Leaves flew into the air as the leaf-covered body of their grandfather burst from the pile, looking like some sort of deranged scarecrow.  The leaf monster stomped around and snorted, like any good monster should.  He kicked leaves into the air, a big toothy grin on his face as he chased after Josh, then Rachel, then Josh again.  His long arms finally snatched Rachel—Grandpa lifted her off the ground, turned her upside down, and began swinging her back and forth by her ankles.  Rachel screamed from mingled terror and delight.

Josh sat out on the picnic table in the backyard, hugging his knees to his chest.  His uncle had just finished cutting the grass a few hours earlier.  Clumps of it lied around the yard and made Josh’s nostrils excited, but his nose was confused when the grass smell mixed with his salty tears.  Someone turned on the porch light; Josh looked up and saw Uncle Tim open the screen door.  It closed with a dull thud as Uncle Tim walked down the porch steps and sat down next to Josh on the picnic table.

“What’s the matter Josh?” said Uncle Tim, as he put his arm around the eleven-year-old.

Josh sniffled and looked up.  “You know.”

Uncle Tim sighed and said, “He was one of a kind, wasn’t he.”

“Yeah,” said Josh, after a short pause.

“Do you remember when he used to take you fishing?”

***

Josh was 8 years old on that day.  The dry, yellow grass contrasted with the clear water of the pond, which reflected the overhanging trees.  Josh and his grandfather stood on the far side of the pond, away from the road, with the woods on their right and some tilled earth and a tractor on their left.  The reflection of a white sign in the middle of the water said, “GNISSAPSERT ON.”

“Grandpa, what does that sign say?” asked Josh, as he began to work it out from the backwards letters.

Grandpa laughed; his eyes crinkled.  Talk with him for a few minutes, and you’d think his wrinkles had come from years and years of laughing, and not from old age.

“Don’t you worry about that,” he said, just as Josh figured out what the sign said.  “Besides, I know George.  He wouldn’t mind.”

They  reeled in their lines, their orange bobbers making zigzag patterns through the water.

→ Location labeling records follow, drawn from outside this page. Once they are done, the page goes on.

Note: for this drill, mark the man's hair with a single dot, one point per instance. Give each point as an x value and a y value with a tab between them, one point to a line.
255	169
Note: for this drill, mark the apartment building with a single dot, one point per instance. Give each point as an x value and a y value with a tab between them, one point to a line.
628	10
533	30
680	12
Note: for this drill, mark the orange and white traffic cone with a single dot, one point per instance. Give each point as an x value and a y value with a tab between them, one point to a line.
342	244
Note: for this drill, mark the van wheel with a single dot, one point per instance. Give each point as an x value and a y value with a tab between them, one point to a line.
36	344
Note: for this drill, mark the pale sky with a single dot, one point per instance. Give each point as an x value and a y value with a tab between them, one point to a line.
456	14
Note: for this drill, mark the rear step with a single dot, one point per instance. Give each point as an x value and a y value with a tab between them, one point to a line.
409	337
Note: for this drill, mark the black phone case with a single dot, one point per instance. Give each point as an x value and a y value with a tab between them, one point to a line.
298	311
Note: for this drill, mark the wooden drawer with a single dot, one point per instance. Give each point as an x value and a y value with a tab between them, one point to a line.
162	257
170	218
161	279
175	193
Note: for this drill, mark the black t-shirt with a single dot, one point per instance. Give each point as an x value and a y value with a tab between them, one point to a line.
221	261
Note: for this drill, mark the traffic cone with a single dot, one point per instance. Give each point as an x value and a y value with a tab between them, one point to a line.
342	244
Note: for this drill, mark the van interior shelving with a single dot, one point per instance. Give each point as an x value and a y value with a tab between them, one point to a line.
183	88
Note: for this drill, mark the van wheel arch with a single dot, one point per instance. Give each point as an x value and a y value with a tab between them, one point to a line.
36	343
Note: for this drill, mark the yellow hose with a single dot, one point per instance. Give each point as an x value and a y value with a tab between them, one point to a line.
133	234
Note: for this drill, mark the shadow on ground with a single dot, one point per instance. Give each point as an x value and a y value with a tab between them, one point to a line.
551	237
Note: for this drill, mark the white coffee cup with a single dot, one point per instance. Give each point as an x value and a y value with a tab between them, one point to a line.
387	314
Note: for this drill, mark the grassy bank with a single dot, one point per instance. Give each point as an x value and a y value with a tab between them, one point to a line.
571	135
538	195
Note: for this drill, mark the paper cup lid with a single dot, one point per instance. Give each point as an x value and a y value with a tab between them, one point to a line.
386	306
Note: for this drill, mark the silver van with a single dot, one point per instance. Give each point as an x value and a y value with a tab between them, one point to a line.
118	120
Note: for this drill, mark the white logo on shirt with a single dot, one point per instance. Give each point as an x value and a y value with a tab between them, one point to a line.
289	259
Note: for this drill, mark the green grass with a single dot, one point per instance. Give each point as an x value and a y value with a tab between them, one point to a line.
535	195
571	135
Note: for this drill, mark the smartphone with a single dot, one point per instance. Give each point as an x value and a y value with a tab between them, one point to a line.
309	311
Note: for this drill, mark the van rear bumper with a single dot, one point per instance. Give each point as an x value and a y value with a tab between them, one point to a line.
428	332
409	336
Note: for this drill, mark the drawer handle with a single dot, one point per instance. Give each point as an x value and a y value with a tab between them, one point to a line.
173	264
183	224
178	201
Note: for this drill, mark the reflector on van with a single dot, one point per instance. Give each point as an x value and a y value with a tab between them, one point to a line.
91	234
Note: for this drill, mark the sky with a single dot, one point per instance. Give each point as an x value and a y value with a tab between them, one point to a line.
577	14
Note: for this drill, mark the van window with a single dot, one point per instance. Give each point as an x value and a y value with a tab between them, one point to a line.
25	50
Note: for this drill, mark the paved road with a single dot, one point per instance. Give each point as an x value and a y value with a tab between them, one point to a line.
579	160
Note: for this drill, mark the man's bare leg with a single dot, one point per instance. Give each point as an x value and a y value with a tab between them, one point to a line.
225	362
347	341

“Let’s try a new spot,” Grandpa said.

“Right for that sign!” said Josh

“Why, you little rascal!”  Grandpa ruffled Josh’s hair.  “We’ll give it a try though.  Looks like you need a new worm.”

Grandpa opened up the bait box and took a night crawler away from its fellow worms and its lair of cool, wet newspaper.  He broke it in two and strung one wriggling half on Josh’s hook, the other on his own.

Josh’s line made a satisfying whiz as he cast it right smack dab in the middle of the white reflection.

“Perfect!” he said, grinning.

Almost before Josh had a chance to reel in his slack, his bobber disappeared from the surface of the water, and his line tightened.

“Reel!” said Grandpa, the long piece of grass he was chewing on falling from his mouth.  “Reel!”  He put his hands on Josh’s shoulders.

Josh didn’t need his grandpa telling him what to do.  Grandpa knew that, but he loved getting in on the excitement.  On his third year of fishing, Josh felt he was practically a pro.  His red tackle box, a Christmas gift from the year before, even proclaimed so.  “Future Pro” was written in gold letters on the top of it.  All he felt he had to do was learn to bait his own hook and take fish off it.

As Josh reeled, his line sometimes getting pulled back out again, he wondered what was on the other end.  Visions of a huge largemouth bass swam through his mind.  Josh finally pulled the fish close enough to shore to see its black shape at the end of his line.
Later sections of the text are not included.